Intorno al pipistrello, gli altri pipistrellini si fanno fitti, e cominciano, in silenzio, ad ascoltare.

“Voi non sapete,” attacca il bardo, “che la crudele Teodora ha una cugina, la giovane Eloisa, principessa di questo e di quello, bella tra le belle e fortunata di tutte le fortune. Tranne una. Una così triste, così particolare, che non si può menzionare. Ella è stata, e tanto vi basti, sventurata in amore e munita di un superfluo consorte. Una sventura ahimé non rimediabile, cui alla corte di Teodora mai si allude. Quando i Vandali, per la brama di sangue, vi fecero allusione durante la discesa del Danubio, l’armata di Bisanzio capitolò e si sparse. Quando Artaserse, potente re dei fiumi, vi alluse nel bel mezzo di una battaglia navale, metà dei legni di Bisanzio colò a picco nel porto, vicino ai Dardanelli.”

“… e adesso arriva la mia brutta figura,” interviene il re, “Roland, poeta, tu sei sicuro che sia per maggior gloria?”

“Certo, mio re,” risponde il pipistrello, e subito comincia, “il barbaro, che alle vicende di guerra non si appassiona punto, delle storie d’amore s’intenerisce e piange, voi lo sapete. E tanto lo commosse un giorno una storia d’amore di un tale Abelardo e di una tale Eloisa, e tanto pianse, e tanto vi trovò tutto l’amore che inutilmente aveva seminato intorno alla sovrana, affinché germinasse…”

“… invece mai, neanche una pratolina!”

“… che quella stessa sera, incartato il bel libro, volle mandarlo con un ambasciatore alla corte dei greci, dei romani di Grecia, insomma da Teodora.”

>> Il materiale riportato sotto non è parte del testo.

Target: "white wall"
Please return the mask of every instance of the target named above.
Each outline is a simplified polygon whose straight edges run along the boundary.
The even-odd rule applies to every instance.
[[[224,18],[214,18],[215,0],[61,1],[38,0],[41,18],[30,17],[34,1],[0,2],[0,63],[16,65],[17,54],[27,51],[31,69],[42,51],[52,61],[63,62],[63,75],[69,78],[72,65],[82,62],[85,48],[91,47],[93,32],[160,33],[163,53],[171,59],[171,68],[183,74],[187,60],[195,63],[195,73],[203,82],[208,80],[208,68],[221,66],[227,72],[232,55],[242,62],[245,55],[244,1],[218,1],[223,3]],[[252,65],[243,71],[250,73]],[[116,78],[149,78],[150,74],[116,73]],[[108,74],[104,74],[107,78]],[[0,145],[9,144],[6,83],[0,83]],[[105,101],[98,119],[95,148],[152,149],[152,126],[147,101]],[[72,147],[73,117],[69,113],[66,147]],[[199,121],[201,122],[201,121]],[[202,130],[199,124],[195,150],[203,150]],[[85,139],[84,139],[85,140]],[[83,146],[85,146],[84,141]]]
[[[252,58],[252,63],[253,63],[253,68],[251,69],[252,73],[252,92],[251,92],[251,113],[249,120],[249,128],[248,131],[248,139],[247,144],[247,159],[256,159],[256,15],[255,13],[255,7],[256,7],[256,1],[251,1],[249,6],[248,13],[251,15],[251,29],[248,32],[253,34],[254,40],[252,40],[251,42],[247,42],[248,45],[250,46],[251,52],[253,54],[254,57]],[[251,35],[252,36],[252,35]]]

“Ed ero qui, seduto come ora, ” siede a metà sul trono il barbaro, agitando in mano la corona, “quando improvvisamente vedo, dalla torre del presidio armato che la Bizantina – colei che non mi ama – mantiene sul confine, calare un drappo nero lungo fino al terreno. E i cavalieri che l’uno dopo l’altro arrivano alla torre per le incombenze di guardia, ugualmente innalzano sulle picche e sugli elmi i segni neri della minaccia ostile.”

Il pubblico dei pipistrelli ordina una pizza e si sistema in cerchio intorno al trono, ma appeso a testa in giù, cosicché il barbaro ora ha due corone, l’una di pietre preziose e l’altra, come un lampadario, di pipistrelli attenti.

“Mando a chiamare Mefisto, lo conoscete,” prosegue il re, “che di misteri e di ombre mi pare che s’intenda. E me lo vedo comparire davanti coperto di metallo, con le babbucce che spuntano da una chiusa armatura. “Ma che fai?” gli domando. “Mi preparo alla guerra,” risponde quello. “Ma quale guerra?” “Quella che hai dichiarato, irridendo al dramma della bella Eloisa, e del suo infelice consorte, che, beh, non si chiama Abelardo, ma Alberto I, e sai, poco ci manca,” mi risponde Mefisto. Io scendo dalle nuvole.”

Interviene Rolando: “Come un tuono quando il cielo è sereno getta gli umani nel più cupo spavento, finché non si rivela per il rimbombo di uno stupido cannone in lontananza…”

“Che paragone idiota,” scuote la testa il re, “però si fa capire. E anch’io compresi. Teodora aveva letto di quell’altra Eloisa, e si apprestava alla guerra.”

“Perché tale era lo scandalo, presso tutta la corte, e tale la vegogna, che nessun’altra Eloisa vi era intesa, che non fosse la sventurata cugina.”

“Io, di quella cugina,” sospira il barbaro, “mi ero già scordato. Se posso trovare una sola scusante, questa è l’amore. Se sei forzato a dimenticare, in genere ricordi. Ma se è l’amore che invita, tu ti rinnovi il cuore, come un bambino…”

“Beh, re: te lo dovevi segnare, da qualche parte…”

“Adaelmo, con tutto il rispetto: che salame!”

“Ma come può Teodora aver pensato,” salta su tra le luci del lampadario un pipistrello sveglio, “che Adaelmo, qui malato d’amore da un millennio, intendesse dileggiare Eloisa, intendo la cugina, e non dividere l’amore di Eloisa, la santa, con la sua imperatrice? Forse non lo conosce? Non sa le sue intenzioni?”

Il re annuisce. Rimette la corona, che a giochi fatti ha un solo rubino, per quanto la si volti, e conclude il racconto. “Teodora non sa, è così evidente, nulla del mio amore, non lo conosce e non lo prova. Tra la rosa, e il nome della rosa, lei non può, credetemi, vedere altro che il nome. E io, che non credo più, non spero più – perciò non prendo appunti, pipistrellino, tu che chiedevi – per non soffrire non scrivo e non sogno più niente che la riguardi,  io non vedo il nome. Vedo solo la rosa.”